Noch immer haben Schüler der Ballettschule Angst, offen über ihre Erfahrungen an der staatlichen Schule zu reden. Eine Kultur der Freiheit und Klarheit muss her. Auch Bildungssenatorin Scheeres ist dafür verantwortlich. Ein Kommentar von Torsten Mandalka
Eine Mischung aus Monarchie und Diktatur – so wurden die Machtverhältnisse an der Staatlichen Ballettschule Berlin beschrieben. Die Monarchie musste abdanken – und trotzdem ist das viel beschriebene Klima der Angst immer noch nicht dem Geist der Freiheit gewichen.
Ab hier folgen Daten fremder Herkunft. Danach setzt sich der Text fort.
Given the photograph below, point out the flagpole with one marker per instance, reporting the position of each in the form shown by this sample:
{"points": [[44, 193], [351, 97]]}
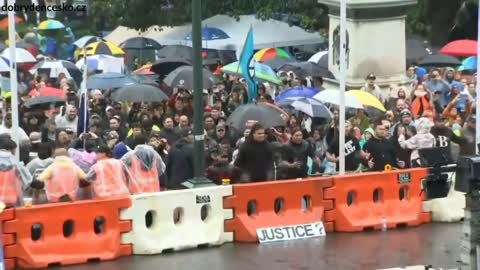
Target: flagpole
{"points": [[343, 70], [477, 97], [13, 76]]}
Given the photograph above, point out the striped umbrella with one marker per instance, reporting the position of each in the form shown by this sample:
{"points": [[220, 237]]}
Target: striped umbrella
{"points": [[50, 25], [54, 68], [102, 47], [269, 54]]}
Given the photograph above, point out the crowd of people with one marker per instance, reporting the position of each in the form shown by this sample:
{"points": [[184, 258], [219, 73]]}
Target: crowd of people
{"points": [[131, 148]]}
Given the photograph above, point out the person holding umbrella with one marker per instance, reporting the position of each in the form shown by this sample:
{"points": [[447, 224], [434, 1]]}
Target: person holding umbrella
{"points": [[255, 157]]}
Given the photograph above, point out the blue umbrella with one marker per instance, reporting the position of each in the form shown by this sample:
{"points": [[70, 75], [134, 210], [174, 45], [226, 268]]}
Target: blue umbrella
{"points": [[469, 64], [210, 33], [296, 93], [109, 80]]}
Das liegt zum einen daran, dass die Gehilfen der vormaligen Herrscher nach wie vor glauben, die Zeit zurückdrehen zu können. Denn es geht um Pfründe, Privilegien und entsprechende Verlustängste. Genau deswegen verbreiten privilegierte Lehrkräfte, um die Karriere ihrer Kinder besorgte Eltern und angsterfüllte Schüler und Schülerinnen immer noch die Legende: Wenn die Kritik an den alten Verhältnissen und die Berichterstattung darüber nicht aufhören, dann wird die Schule geschlossen.
Viele haben trotzdem Karriere gemacht
Außerdem wird schamlos gelogen: Missstände habe es nie gegeben, Einzelfälle würden übertrieben, die Vorwürfe lediglich anonym von gescheiterten Tänzern erhoben. Das Gegenteil ist richtig. Die Missstände in Berlin sind noch schlimmer als die an der Ballettschule in Wien. Was dort ans Licht gekommen ist, hat hohe Wellen geschlagen und wurde ausführlich aufgearbeitet.
Es geht auch in Berlin nicht um Einzelfälle: Kinder sind über Jahre hinweg indoktriniert, zum Teil schwerwiegend psychisch und nachhaltig physisch geschädigt worden. Wir haben mit Dutzenden Informanten darüber gesprochen und ihre Berichte überprüft. Nicht wenige haben trotzdem Karriere in ihrem Beruf als Tänzerinnen oder Artisten gemacht.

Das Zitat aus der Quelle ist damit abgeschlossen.